Namun “A Maquina do dio” juga menawarkan sudut pandang pribadi Campos Mello. Di halaman pertama, penulis menceritakan hari ketika putranya yang berusia 7 tahun menemukan di Youtube sebuah video dengan seorang pria yang memanggilnya 'jalang tak tahu malu.'
Selama lebih dari 25 tahun sebagai reporter, Campos Mello mengkhususkan diri dalam menulis tentang pengungsi dan perang. Dia pergi beberapa kali ke Suriah, Irak, Afghanistan, Turki, Libya, Lebanon dan Kenya. Pada tahun 2014, ketika Sierra Leone mengalami penderitaan yang mengerikan Ebola wabah, dia melaporkan dari sana, dengan perspektif pemenang penghargaan.
Namun, sejak 2018, ketika dia mulai menulis artikel tentang penggunaan media sosial oleh para penyesat/disinformer politik, dia mulai takut tidak hanya untuk hidupnya – tetapi juga untuk putranya.
Pada tahun 2018, Campos Mello menerbitkan artikel investigasi paling relevan tentang dugaan penggunaan ilegal WhatsApp oleh kampanye pemilihan Presiden Jair Bolsonaro hari ini. Kasus ini sedang diselidiki di Mahkamah Agung Pemilihan, di Brasil (TSE). Campos Mello, bagaimanapun, diganggu setiap hari oleh pendukung pemerintah – dan kadang-kadang oleh presiden sendiri dan anak-anaknya. Dia biasanya melihat wajahnya ditumpangkan pada foto-foto wanita telanjang dan menerima pesan yang memanggilnya 'pelacur.' Keputusan untuk menulis buku ini berasal dari pengalaman ekstrem ini.
“Agar kampanye disinformasi itu berhasil, perlu untuk mendiskreditkan dan mendelegitimasi pers profesional – dan cukup umum untuk melihat bagaimana populis digital ini terbiasa menyerang jurnalis perempuan,” kata Campos Mello kepada saya.
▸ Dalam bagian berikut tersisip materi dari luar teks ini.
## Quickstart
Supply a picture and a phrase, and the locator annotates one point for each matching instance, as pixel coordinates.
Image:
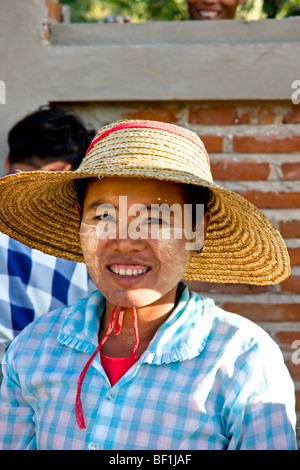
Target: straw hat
(241, 245)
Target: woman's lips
(127, 270)
(208, 14)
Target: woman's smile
(131, 271)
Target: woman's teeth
(128, 271)
(208, 13)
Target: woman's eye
(155, 221)
(105, 218)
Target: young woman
(143, 363)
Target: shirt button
(109, 396)
(93, 446)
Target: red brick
(264, 312)
(154, 112)
(213, 116)
(290, 229)
(240, 171)
(213, 143)
(266, 144)
(272, 200)
(292, 116)
(292, 284)
(294, 256)
(265, 116)
(291, 171)
(285, 339)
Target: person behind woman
(143, 363)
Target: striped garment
(33, 283)
(208, 380)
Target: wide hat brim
(241, 245)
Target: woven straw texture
(241, 245)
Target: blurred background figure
(31, 282)
(213, 9)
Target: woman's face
(127, 250)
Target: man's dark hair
(47, 135)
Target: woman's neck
(149, 319)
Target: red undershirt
(116, 367)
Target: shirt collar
(182, 336)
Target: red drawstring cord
(78, 403)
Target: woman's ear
(207, 217)
(78, 209)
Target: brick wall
(255, 150)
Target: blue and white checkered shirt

Dalam “A Maquina do dio”, ia menarik perhatian khusus pada cara kaum techno-populis menargetkan wanita. Campos Mello menulis tentang kasus Maria Ressa (CEO Rappler, di Filipina, telah ditangkap beberapa kali dan baru-baru ini dinyatakan bersalah untuk fitnah dunia maya) dan menekankan bahwa kebencian digital membawa perempuan ke tingkat sensor diri yang berbahaya.
“Sebuah studi oleh International Women’s Media Foundation dan TrollBusters menunjukkan bahwa 63% jurnalis wanita telah diancam atau dilecehkan secara online, 58% telah diancam secara pribadi dan, tidak dapat dipercaya, 26% telah diserang secara fisik. 40% dari mereka mengatakan mereka mulai menghindari topik tertentu karena pelecehan dan kekerasan.”
Sebagai seorang wanita dan pemeriksa fakta, saya bertanya kepada Campos Mello bagaimana kita bisa menghadapi techno-populis. Dia menyarankan kolaborasi:
“Kita perlu mendapatkan platform dan masyarakat untuk membantu kita menyebarkan informasi yang benar – data yang mampu menangani tidak hanya dengan disinformasi tetapi juga dengan pelecehan sistematis yang diderita jurnalis dari populis digital dan milisi virtual mereka.”
Baca versi bahasa Spanyol di Univision .
* Cristina Tardáguila adalah direktur asosiasi Jaringan Pengecekan Fakta Internasional dan pendiri Agência Lupa. Dia bisa dihubungi di email. Pengungkapan penuh: Tardáguila telah dikutip dalam buku “A Máquina do dio”.